The best way I’ve seen to do this is to word the question with an implicit response length. For example, on an employee survey I worked on our open-ended question was “What is the most important change [COMPANY] could make to improve your experience working here?” While this doesn’t limit a respondent from providing multiple changes or writing a litany of gripes, it does nudge the respondent to think of one most important thing. Another way to help frame the response is to structure the question as a fill-in-the-blank, e.g. “The most important change [COMPANY] could make to improve my experience is _____”.

Think Hard about Question Blocks

Often times a series of questions will appear in a question block: a group of questions that cover the same topic. If these questions are open-ended, respondents can “meld” their responses together across questions. Remember, you’ve got a human on the other side whose goal is to get through the survey as quickly as possible while providing reasonable information.

If you start the block by asking a broad question, one thing respondents may do is respond to a later question with some variation of “see previous”. For example, if your first question asks “how are you feeling today?”, the respondent answers with some variation of “good, I have a feeling of satisfaction”, and a second question asks “What positive feelings are you having today?”, saying “see above” makes sense.
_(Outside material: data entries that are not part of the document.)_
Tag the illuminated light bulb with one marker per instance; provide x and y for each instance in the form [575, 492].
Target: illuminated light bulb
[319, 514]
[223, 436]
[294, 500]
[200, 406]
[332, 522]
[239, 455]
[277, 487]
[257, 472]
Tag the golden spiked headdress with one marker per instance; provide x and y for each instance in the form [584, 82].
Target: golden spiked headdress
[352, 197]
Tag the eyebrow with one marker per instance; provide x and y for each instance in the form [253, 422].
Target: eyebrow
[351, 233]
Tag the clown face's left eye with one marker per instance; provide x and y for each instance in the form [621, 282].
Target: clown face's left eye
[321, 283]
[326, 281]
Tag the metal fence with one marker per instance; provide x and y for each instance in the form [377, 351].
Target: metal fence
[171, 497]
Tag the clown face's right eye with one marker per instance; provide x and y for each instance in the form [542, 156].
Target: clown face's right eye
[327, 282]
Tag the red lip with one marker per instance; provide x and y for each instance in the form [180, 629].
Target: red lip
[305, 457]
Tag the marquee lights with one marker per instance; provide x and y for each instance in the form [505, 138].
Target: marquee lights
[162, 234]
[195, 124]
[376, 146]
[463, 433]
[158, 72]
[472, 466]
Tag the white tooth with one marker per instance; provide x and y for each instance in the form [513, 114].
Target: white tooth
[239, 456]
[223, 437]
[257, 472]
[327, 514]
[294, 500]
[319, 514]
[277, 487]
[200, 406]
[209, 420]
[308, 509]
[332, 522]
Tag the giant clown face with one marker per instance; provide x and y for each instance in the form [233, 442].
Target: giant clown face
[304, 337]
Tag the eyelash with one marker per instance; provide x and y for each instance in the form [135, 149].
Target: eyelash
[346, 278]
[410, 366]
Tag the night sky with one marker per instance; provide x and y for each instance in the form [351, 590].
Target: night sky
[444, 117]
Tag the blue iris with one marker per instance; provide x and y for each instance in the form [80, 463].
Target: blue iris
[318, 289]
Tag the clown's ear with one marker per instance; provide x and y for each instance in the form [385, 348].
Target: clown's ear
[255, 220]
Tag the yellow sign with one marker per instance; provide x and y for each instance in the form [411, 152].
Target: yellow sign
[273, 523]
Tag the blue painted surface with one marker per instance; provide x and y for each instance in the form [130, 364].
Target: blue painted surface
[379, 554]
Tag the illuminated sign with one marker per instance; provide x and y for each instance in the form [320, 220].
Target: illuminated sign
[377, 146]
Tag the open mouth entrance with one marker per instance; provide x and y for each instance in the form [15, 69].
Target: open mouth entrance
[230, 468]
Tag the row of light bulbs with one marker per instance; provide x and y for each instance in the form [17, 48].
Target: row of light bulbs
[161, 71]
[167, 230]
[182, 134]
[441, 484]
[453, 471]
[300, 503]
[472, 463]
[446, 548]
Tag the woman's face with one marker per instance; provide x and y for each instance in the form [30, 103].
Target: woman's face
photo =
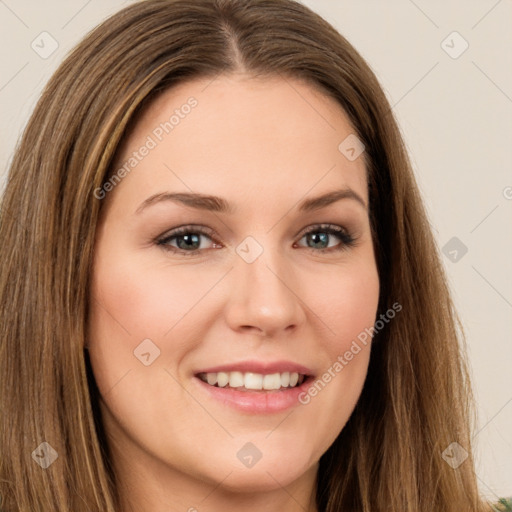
[265, 280]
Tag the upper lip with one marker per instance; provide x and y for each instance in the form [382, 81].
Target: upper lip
[263, 367]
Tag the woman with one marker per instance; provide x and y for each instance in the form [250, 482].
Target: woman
[219, 285]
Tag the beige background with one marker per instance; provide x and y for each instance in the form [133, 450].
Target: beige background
[456, 117]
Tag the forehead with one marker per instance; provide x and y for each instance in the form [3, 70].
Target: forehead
[270, 136]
In this case, you might need to provide instructions. Here’s a few ideas: Instruct the user to copy/paste their response from above, instruct them to use “see above” with a specific question id like “See Previous: Q26”, or instruct them to read the whole question block first to understand the topic, then answer the most specific questions first.

The other complicating factor is the order of the questions. This is because of anchoring and priming. The order in which a respondent proceeds through the questions means that the interpretation and response to each question is influenced by prior questions. In addition, priming means that you can solicit certain responses by the question text alone—commonly by including examples in the question text. If you include examples in your question text, it might make a better close-ended question, lest all your open-ended responses just include the examples you included in the question stem.

Summary & Recommendations

  • If there are consistent patterns in open-ended responses you care about, convert those to close-ended questions
  • Consult with the other experts on your team when developing questions, being sure to deliver your recommendations on what makes a good question for analysis
  • You need to understand the relationship of any open-ended questions to the other questions in the survey, especially within the same block. The respondent will make their own inferences about how they should answer questions—be explicit in how you would like them to respond if they’re providing redundant information.